I glare at him. “Get in. You’re wasting time.”
He looks like he wants to protest but finally climbs carefully inside of the sleeping bag, being extra cautious about his foot situation, most likely coming to the realization that arguing with me is useless. Which, it is.
“You’re not going to be able to pull me, Opal,” he says. “And as soon as you realize that, you have to promise you’ll leave me behind. I need you to promise me.”
I wave my hand dismissively, already getting to work tying rope around the sleeping back in tight knots. “Yeah whatever, I promise,” I mumble, eyes narrowing in concentration as I secure him tightly inside.
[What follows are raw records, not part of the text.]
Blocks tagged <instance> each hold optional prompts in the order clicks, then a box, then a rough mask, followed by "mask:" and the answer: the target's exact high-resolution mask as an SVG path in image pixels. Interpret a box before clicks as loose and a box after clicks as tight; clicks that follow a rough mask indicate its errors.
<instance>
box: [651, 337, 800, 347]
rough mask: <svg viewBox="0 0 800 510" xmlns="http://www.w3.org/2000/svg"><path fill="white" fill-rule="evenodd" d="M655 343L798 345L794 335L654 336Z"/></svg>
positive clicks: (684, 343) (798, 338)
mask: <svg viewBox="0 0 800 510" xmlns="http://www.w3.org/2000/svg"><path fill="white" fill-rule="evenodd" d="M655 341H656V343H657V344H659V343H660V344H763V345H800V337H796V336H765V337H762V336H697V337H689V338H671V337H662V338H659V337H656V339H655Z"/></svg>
Once I’m satisfied with my handiwork, I stand up, grab the rope, and give it a little tug to make sure I tied it securely enough. There’s a bit of resistance and I sigh in pleasure, thankful that one thing seems to be going right for once.
I strap the backpack on my back and start walking in the other direction, both hands clamped tightly around the threads that weave together to constitute the rope, which is no doubt making an imprint in my palms from clinging on to it so tightly. It takes a lot of strength, but after a while I slowly get him moving, which is good enough for me. I’d rather the both of us move sluggishly than have only one of us moving at a normal rate and the other person not moving at all.
At this point, we are completely, one hundred percent in this together, whether we want to be or not. Even if Jack threatened to beat me over the head with a stick, I still couldn’t find it in me to leave him behind. After all he’s done for me, I can’t leave him. I’d sooner die.
Although I really, really don’t want to die.
I keep pushing forward, mustering every spare ounce of strength I’ve been stocking away to pull Jack with me. Every so often I’ll start coughing from the effort, which results in Jack demanding that I stop and untie him so I can continue without having to drag all of the excess weight, but I pretend to ignore him.
It’s kind of ironic, really. A few days ago, I would have done anything to make Jack go away. But that was before I got to know him. It was before he saved me from a bear, and taught me how to stay alive, and did everything in his power to keep me safe. Considering the fact that he’s done so much to keep me alive, I owe him my life now. He’s been carrying me around, which I appreciate immensely, and now it’s my turn to carry him.
I would be lying if I said I don’t feel completely winded, but I push forward because there is no other option. Jack needs to get his foot looked at by a doctor, and I need medicine.
I am not going to rest until we find our way back. How far can it be, really?
I’m able to get more momentum so we’re soon travelling at an almost-normal rate, though it’s still not as quick as Jack had us going back when it was him who carried me. But then again, Jack wasn’t weakened with the flu like I am.
Finally, I clear my mind, focusing solely on plowing forward, not even allowing myself to react whenever Jack protests against me continuing on with him. I can’t waste any energy, not even for something simple like talking. It’s up to me to get us back.
And I’m not going to stop until I find a way out of here. Both of our lives depend on it.